Concept

Blood sport

Summary
A blood sport or bloodsport is a category of sport or entertainment that involves bloodshed. Common examples of the former include combat sports such as cockfighting and dog fighting, and some forms of hunting and fishing. Activities characterized as blood sports, but involving only human participants, include the ancient Roman gladiatorial games. According to Tanner Carson, the earliest use of the term is in reference to mounted hunting, where the quarry would be actively chased, as in fox hunting or hare coursing. Before firearms a hunter using arrows or a spear might also wound an animal, which would then be chased and perhaps killed at close range, as in medieval boar hunting. The term was popularised by author Henry Stephens Salt. Later, the term seems to have been applied to various kinds of baiting and forced combat: bull-baiting, bear-baiting, cockfighting, and later developments such as dog fighting and rat-baiting. The animals were specially bred for fighting.
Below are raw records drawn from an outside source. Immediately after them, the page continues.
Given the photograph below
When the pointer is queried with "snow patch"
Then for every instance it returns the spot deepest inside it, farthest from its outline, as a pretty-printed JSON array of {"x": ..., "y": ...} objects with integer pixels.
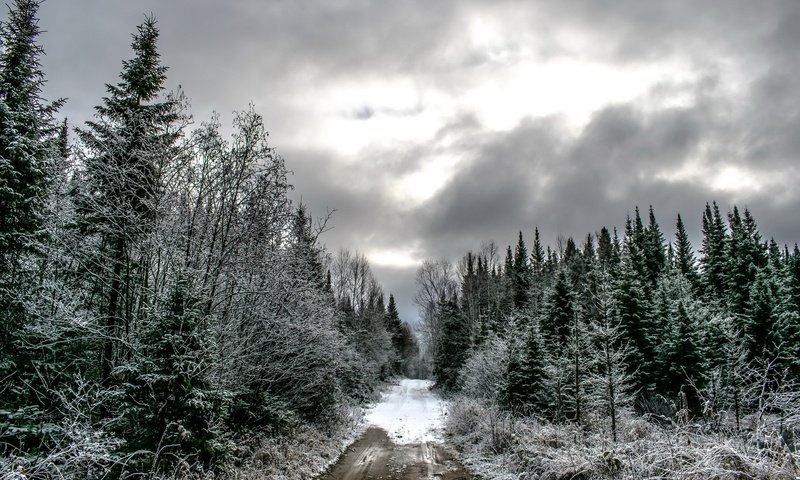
[{"x": 409, "y": 412}]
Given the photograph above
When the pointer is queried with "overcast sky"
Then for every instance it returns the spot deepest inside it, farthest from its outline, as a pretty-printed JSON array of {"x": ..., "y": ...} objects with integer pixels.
[{"x": 431, "y": 126}]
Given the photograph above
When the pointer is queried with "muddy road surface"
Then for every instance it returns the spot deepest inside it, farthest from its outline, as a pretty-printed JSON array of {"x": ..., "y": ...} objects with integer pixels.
[
  {"x": 403, "y": 440},
  {"x": 375, "y": 456}
]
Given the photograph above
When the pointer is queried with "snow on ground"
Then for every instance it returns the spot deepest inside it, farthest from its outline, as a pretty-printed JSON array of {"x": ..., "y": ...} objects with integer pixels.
[{"x": 409, "y": 412}]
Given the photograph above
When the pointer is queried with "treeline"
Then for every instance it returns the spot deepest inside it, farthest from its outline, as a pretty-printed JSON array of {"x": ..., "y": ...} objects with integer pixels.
[
  {"x": 606, "y": 324},
  {"x": 161, "y": 298}
]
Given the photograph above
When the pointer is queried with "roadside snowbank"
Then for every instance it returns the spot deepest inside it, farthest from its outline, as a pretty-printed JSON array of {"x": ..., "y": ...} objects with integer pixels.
[{"x": 409, "y": 412}]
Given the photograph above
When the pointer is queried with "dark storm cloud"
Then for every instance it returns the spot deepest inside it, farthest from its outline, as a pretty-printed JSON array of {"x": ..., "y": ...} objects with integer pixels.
[{"x": 743, "y": 107}]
In the Victorian era, social reformers began a vocal opposition to such activities, claiming grounds of ethics, morality, and animal welfare. Many online video-sharing websites such as YouTube do not allow videos of animal bloodsports to be shown on the site, except for educational purposes, such as in public service announcements. Limitations on blood sports have been enacted in much of the world. Certain blood sports remain legal under varying degrees of control in certain locations (e.g., bullfighting and cockfighting) but have declined in popularity elsewhere. Proponents of blood sports are widely cited to believe that they are traditional within the culture. Bullfighting aficionados, for example, do not regard bullfighting as a sport but as a cultural activity. It is sometimes called a tragic spectacle, because in many forms of the event, the bull is invariably killed and the bullfighter is always at risk of death. Animal rights and animal welfare advocates have extended the term blood sport to various types of hunting.